To be honest, I personally tend to disagree with this theory, although perhaps my opinion is biased and based on a different cultural and historical tradition.
This will be a bit of a long story, possibly full of off-topic, but without these details I probably won't be able to explain my position.
I will try not to write too much unnecessary, so as not to bore the audience with boring details. I will only voice the main points.
1. Personally, I am Russian by nationality and was born in Russia. In this country, until 1861, there was so-called serfdom. This is approximately the same as slavery, with the sale of people, but with some differences - a serf, unlike a simple slave, could not be killed (the owner could easily go to prison or hard labor for this, with the deprivation of class privileges), well, and serfs usually lived in separate small houses with land, and not in common barracks.
2. Then after some time, communism took place, with the subsequent cold war and the closing of borders. A citizen of the USSR had no right to leave his country without special permission, even if he had money. At all.

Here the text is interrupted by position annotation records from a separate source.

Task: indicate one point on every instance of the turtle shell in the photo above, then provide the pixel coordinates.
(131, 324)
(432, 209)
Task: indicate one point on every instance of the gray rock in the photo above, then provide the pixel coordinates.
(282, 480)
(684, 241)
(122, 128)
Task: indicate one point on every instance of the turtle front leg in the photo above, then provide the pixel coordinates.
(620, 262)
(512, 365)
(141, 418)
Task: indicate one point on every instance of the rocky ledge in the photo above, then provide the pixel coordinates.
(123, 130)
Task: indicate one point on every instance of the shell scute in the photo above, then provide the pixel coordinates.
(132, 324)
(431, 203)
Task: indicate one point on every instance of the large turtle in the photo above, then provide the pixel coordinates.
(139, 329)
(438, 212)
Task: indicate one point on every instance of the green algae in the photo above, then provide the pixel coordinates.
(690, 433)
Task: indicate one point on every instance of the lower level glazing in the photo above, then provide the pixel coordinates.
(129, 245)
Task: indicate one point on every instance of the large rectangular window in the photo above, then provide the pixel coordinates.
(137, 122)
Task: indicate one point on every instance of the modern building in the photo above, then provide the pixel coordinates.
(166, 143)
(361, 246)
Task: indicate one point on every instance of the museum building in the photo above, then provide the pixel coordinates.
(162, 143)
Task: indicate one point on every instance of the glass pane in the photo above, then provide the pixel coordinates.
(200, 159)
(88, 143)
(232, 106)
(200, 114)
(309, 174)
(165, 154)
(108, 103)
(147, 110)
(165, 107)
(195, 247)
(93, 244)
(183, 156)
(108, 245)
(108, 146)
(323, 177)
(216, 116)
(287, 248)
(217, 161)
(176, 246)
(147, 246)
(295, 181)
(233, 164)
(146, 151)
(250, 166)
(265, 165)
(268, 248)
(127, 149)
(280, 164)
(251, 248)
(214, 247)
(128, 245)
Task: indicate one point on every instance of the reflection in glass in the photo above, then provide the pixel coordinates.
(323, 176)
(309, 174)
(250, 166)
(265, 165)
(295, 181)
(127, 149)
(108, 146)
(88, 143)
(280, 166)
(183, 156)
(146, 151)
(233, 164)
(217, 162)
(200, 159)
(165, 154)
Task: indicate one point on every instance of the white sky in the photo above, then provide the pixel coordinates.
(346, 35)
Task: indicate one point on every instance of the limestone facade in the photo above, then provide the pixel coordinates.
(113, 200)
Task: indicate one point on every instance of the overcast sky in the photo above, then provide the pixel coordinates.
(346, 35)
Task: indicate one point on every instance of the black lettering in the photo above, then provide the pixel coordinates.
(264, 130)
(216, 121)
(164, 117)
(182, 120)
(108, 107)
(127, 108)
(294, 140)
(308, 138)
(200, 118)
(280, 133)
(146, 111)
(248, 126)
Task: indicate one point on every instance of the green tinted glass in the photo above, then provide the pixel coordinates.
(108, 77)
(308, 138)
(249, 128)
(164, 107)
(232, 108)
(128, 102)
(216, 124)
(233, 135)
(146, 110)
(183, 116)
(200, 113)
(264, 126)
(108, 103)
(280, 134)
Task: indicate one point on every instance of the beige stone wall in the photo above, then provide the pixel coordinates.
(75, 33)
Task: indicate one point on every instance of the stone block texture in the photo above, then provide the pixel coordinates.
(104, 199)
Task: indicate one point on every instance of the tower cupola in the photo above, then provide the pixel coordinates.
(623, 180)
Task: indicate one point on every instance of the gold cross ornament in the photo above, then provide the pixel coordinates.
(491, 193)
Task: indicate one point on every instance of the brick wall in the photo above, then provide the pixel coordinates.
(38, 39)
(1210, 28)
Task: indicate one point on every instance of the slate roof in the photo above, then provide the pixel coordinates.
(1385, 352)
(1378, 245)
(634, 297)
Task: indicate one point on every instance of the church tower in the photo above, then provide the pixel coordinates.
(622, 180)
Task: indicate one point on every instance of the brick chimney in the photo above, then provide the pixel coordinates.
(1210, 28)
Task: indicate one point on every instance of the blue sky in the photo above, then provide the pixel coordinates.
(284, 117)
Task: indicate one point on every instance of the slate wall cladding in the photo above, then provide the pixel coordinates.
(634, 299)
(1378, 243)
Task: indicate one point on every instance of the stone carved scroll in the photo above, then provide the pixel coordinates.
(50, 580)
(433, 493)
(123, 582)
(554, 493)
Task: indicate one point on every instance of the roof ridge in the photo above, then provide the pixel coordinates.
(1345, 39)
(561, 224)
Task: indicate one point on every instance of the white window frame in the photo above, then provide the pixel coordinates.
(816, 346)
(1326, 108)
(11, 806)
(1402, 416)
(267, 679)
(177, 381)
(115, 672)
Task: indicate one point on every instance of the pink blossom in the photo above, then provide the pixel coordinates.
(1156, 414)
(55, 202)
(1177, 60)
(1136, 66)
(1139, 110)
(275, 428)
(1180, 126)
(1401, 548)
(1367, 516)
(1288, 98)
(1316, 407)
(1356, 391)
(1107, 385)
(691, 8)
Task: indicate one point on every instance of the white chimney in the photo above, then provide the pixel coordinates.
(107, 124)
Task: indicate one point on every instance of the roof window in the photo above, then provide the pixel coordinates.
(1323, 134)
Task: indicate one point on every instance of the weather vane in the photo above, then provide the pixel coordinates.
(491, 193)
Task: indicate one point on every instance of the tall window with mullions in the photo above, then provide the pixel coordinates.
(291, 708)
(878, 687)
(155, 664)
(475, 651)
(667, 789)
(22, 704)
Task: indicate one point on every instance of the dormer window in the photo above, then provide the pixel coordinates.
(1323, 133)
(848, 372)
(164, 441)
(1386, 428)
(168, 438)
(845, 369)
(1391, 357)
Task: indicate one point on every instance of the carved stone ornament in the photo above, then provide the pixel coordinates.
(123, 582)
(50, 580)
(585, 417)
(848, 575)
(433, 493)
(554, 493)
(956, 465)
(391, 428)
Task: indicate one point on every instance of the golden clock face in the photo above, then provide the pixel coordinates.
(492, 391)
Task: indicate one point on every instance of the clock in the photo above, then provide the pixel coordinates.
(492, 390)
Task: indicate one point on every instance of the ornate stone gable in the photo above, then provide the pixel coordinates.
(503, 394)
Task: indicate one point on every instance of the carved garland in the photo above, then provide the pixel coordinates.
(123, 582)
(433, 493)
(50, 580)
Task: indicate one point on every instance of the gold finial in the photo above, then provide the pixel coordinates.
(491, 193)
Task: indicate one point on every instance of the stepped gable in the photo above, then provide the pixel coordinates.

As a result of such a "slave-owning" past, or due to some other factors, a strong conviction has emerged (among people, the state, society) that any person is always a resource. The same as minerals, money, goods, etc. And losing people is extremely economically unprofitable, even if we cynically forget about all human rights.
Accordingly, it is extremely difficult for me personally to understand that someone would value human life, existing or potential, lower than the purchase price of any, even the most expensive medicine. I am now relying on money and economics, deliberately ignoring any values of modern civilizations (like human rights). I am strictly translating everything into money.
Because:
1. A person, even from the poorest classes, will still pay more taxes in his life than the cost of the most expensive medicine.
2. A person will acquire a huge number of goods in his life, even if he is poor - even the cheapest and worst food and clothing.
Therefore, it is extremely difficult for me personally to believe that this situation with possible infertility was created intentionally. I can fully admit that this is the result of incompetence and the lack of possible years of testing, but not intent. Well, what is the point of "killing" potential clients and taxpayers? It is absolutely unprofitable, even if people are not considered people at all and their lives are not valued at all.
I don't know. Maybe I'm thinking like some kind of cynical slave owner, but it seems to me that even a free, absolutely independent citizen is still some kind of profit, at least hypothetically, but when there are no people - well, it's like settling alone on the famous space asteroid "Psyche", which, according to rumors, consists almost entirely of gold and platinum, the one who settles on it will clearly be the richest person in the world - but what good will it do if there is simply nothing to spend these funds on outside of human society. All that's left is to just sit on this gold, and... starve.
That's my personal opinion. Although yes, I am not at all saying that we should not think with our heads at all and blindly trust any pharmaceutical corporations. They are also no more than people, and can easily make mistakes, as in the above-described case.